# Lesson 10

Practicing Proofs

- Let’s practice what we’ve learned about proofs and congruence.

### Problem 1

Painters and carpenters use scaffolding to climb buildings from the outside. What shapes do you see? Why does one figure have more right angles?

### Problem 2

Select **all** true statements based on the diagram.

Angle \(CBE\) is congruent to angle \(ABE\).

Angle \(CEB\) is congruent to angle \(DEA\).

Segment \(DA\) is congruent to segment \(CB\).

Segment \(DC\) is congruent to segment \(AB\).

Line \(DC\) is parallel to line \(AB\).

Line \(DA\) is parallel to line \(CB\).

### Problem 3

Prove \(ABCD\) is a parallelogram.

### Problem 4

Tyler has proven that triangle \(WYZ\) is congruent to triangle \(WYX\) using the Side-Side-Side Triangle Congruence Theorem. Why can he now conclude that diagonal \(WY\) bisects angles \(ZWX\) and \(ZYX\)?

### Problem 5

\(WXYZ\) is a kite. Angle \(WXY\) has a measure of 133 degrees and angle \(ZYX\) has a measure of 34 degrees. Find the measure of angle \(ZWY\).

### Problem 6

Elena is thinking through a proof using a reflection to show that the base angles of an isosceles triangle are congruent. Complete the missing information for her proof.

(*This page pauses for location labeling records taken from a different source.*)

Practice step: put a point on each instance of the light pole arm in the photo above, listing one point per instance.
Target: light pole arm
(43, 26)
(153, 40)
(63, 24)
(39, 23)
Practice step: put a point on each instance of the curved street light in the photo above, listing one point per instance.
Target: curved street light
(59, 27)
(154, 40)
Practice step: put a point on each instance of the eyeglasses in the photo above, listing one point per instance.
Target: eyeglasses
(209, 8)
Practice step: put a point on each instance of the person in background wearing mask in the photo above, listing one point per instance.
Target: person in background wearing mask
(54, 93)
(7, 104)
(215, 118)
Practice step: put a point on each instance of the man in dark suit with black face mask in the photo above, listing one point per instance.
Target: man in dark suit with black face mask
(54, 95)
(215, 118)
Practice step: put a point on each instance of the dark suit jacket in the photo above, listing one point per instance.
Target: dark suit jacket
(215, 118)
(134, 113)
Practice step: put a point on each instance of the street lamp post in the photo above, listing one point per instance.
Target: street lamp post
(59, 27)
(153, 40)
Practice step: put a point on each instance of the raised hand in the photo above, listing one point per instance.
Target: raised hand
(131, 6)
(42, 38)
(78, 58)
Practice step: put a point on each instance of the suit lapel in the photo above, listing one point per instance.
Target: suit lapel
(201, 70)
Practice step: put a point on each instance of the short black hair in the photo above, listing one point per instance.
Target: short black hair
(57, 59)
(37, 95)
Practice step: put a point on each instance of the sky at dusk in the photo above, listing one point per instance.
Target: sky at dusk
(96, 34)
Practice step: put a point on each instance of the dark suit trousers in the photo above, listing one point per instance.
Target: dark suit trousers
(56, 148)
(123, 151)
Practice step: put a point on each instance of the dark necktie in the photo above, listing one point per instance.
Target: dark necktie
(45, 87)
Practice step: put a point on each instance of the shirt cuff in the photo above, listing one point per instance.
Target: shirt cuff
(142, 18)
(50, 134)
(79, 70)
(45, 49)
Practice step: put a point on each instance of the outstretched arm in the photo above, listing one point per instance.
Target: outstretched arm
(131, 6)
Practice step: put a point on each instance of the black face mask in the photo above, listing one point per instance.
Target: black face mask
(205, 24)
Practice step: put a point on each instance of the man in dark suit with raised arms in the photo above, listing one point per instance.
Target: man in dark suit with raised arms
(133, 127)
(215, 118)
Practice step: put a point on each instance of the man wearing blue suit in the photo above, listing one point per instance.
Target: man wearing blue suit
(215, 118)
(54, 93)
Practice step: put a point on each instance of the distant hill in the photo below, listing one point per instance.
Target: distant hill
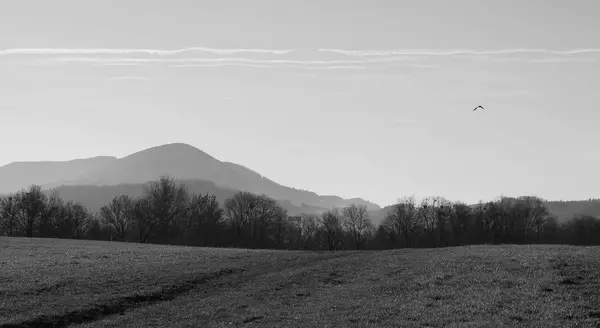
(94, 197)
(180, 161)
(19, 175)
(563, 210)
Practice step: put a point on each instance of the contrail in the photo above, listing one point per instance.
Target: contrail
(157, 52)
(421, 52)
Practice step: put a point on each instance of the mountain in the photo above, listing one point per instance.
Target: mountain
(94, 197)
(178, 160)
(19, 175)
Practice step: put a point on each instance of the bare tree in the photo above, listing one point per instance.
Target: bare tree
(428, 214)
(9, 216)
(460, 221)
(403, 218)
(77, 219)
(118, 213)
(332, 224)
(204, 216)
(536, 216)
(262, 214)
(356, 221)
(237, 210)
(143, 218)
(32, 207)
(443, 210)
(307, 228)
(168, 204)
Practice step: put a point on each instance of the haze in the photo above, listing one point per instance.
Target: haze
(373, 99)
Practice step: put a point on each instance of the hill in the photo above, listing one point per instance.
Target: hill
(94, 197)
(180, 161)
(110, 284)
(19, 175)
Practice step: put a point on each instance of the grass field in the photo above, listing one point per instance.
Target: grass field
(60, 283)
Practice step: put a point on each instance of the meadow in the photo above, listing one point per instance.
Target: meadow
(60, 283)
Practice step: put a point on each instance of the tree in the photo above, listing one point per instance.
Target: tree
(32, 208)
(428, 214)
(77, 219)
(118, 213)
(143, 218)
(332, 225)
(357, 222)
(204, 217)
(307, 228)
(460, 221)
(237, 211)
(9, 216)
(168, 204)
(403, 218)
(263, 213)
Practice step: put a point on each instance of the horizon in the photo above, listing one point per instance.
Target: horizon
(374, 101)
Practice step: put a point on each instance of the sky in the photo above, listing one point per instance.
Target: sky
(368, 99)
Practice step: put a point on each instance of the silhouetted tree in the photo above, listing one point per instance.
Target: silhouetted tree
(143, 218)
(403, 219)
(9, 216)
(167, 203)
(237, 211)
(119, 214)
(332, 224)
(33, 204)
(205, 216)
(356, 221)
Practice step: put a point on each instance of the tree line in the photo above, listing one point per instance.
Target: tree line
(166, 213)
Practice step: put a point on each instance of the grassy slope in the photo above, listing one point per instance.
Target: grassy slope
(478, 286)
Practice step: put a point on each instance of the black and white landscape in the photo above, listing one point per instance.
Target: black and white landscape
(268, 163)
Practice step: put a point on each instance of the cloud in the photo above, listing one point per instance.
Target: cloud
(452, 52)
(405, 121)
(270, 66)
(134, 78)
(195, 60)
(158, 52)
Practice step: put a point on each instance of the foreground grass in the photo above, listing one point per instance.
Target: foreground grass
(44, 279)
(477, 286)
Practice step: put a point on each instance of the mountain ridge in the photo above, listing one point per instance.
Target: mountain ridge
(178, 160)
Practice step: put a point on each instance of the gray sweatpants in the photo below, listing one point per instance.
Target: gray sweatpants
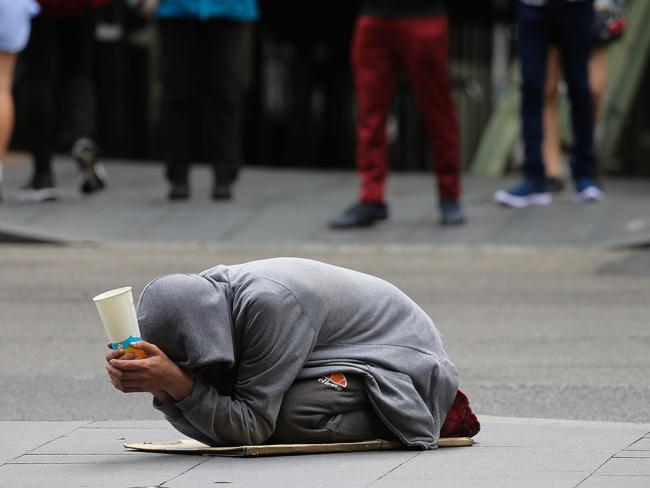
(334, 408)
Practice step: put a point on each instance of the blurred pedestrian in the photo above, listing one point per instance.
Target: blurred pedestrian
(320, 102)
(60, 54)
(609, 24)
(15, 24)
(408, 35)
(568, 24)
(201, 60)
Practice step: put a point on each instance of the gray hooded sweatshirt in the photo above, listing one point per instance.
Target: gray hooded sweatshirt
(246, 332)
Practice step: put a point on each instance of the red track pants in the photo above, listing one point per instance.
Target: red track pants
(419, 46)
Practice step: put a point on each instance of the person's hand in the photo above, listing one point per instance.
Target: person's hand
(153, 374)
(118, 354)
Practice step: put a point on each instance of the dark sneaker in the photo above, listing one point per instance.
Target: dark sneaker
(554, 184)
(179, 191)
(451, 212)
(523, 195)
(92, 174)
(221, 192)
(360, 215)
(40, 189)
(587, 191)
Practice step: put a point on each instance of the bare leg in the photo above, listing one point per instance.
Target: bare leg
(7, 64)
(551, 147)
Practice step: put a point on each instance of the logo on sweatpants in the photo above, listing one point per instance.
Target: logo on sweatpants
(334, 380)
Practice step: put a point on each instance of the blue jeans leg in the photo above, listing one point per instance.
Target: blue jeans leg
(575, 36)
(534, 37)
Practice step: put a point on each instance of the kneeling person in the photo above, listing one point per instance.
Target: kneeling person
(291, 350)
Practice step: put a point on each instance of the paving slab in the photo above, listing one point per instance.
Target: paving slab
(511, 452)
(18, 438)
(616, 482)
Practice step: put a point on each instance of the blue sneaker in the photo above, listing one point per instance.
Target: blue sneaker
(523, 195)
(587, 191)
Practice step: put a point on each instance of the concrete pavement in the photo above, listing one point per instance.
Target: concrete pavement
(543, 313)
(510, 453)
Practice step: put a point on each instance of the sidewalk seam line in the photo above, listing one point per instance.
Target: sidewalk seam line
(186, 471)
(393, 469)
(609, 459)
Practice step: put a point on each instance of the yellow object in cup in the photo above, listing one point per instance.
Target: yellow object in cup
(117, 311)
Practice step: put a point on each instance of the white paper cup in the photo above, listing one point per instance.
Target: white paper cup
(117, 311)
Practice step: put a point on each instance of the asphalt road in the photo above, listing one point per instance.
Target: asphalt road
(552, 332)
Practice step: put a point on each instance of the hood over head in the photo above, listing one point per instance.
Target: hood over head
(188, 317)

Call the midpoint of segment \(CD\) \(\underline{\hspace{.5in}1\hspace{.5in}}\). Construct the perpendicular bisector of segment \(CD\). The perpendicular bisector of \(CD\) must go through \(B\) since it's the midpoint. \(A\) is also on the perpendicular of \(CD\) because the distance from \(A\) to \(\underline{\hspace{.5in}2\hspace{.5in}}\) is the same as the distance from \(A\) to \(\underline{\hspace{.5in}3\hspace{.5in}}\). We want to show triangle \(ADC\) is congruent to triangle \(ACD\). Reflect triangle \(ADC\) across line \(\underline{\hspace{.5in}4\hspace{.5in}}\). Since \(\underline{\hspace{.5in}5\hspace{.5in}}\) is on the line of reflection, it definitely lines up with itself. \(DB\) is congruent to \(\underline{\hspace{.5in}6\hspace{.5in}}\) since \(AB\) is the perpendicular bisector of \(CD\). \(D’\) will coincide with \(\underline{\hspace{.5in}7\hspace{.5in}}\) since it is on the other side of a perpendicular line and the same distance from it (and that’s the definition of reflection!). \(C’\) will coincide with \(\underline{\hspace{.5in}8\hspace{.5in}}\) since it is on the other side of a perpendicular line and the same distance from it (and that’s the definition of reflection!). Since the rigid transformation will take triangle \(ADC\) onto triangle \(ACD\), that means angle \(\underline{\hspace{.5in}9\hspace{.5in}}\) will be taken onto angle \(\underline{\hspace{.5in}10\hspace{.5in}}\) (they are corresponding parts under the same reflection), and therefore they are congruent.

### Problem 7

Segment \(EG\) is an angle bisector of angle \(FGH\). Noah wrote a proof to show that triangle \(HEG\) is congruent to triangle \(FEG\). Noah's proof is not correct. Why is Noah's proof incorrect?

- Side \(EG \) is congruent to side \(EG\) because they're the same segment.
- Angle \(EGH\) is congruent to angle \(EGF\) because segment \(EG\) is an angle bisector of angle \(FGH\).
- Angle \(HEG\) is congruent to angle \(FEG\) because segment \(EG\) is an angle bisector of angle \(FGH\).
- By the Angle-Side-Angle Triangle Congruence Theorem, triangle \(HEG\) is congruent to triangle \(FEG\).

### Problem 8

Figure \(HNMLKEFG\) is the image of figure \(ABCDKLMN\) after being rotated 90 degrees counterclockwise around point \(K\). Draw an auxiliary line in figure \(ABCDKLMN\) to create a quadrilateral. Draw the image of the auxiliary line when rotated 90 degrees counterclockwise around point \(K\).

Write a congruence statement for the quadrilateral you created in figure \(ABCDKLMN\) and the image of the quadrilateral in figure \(HNMLKEFG\).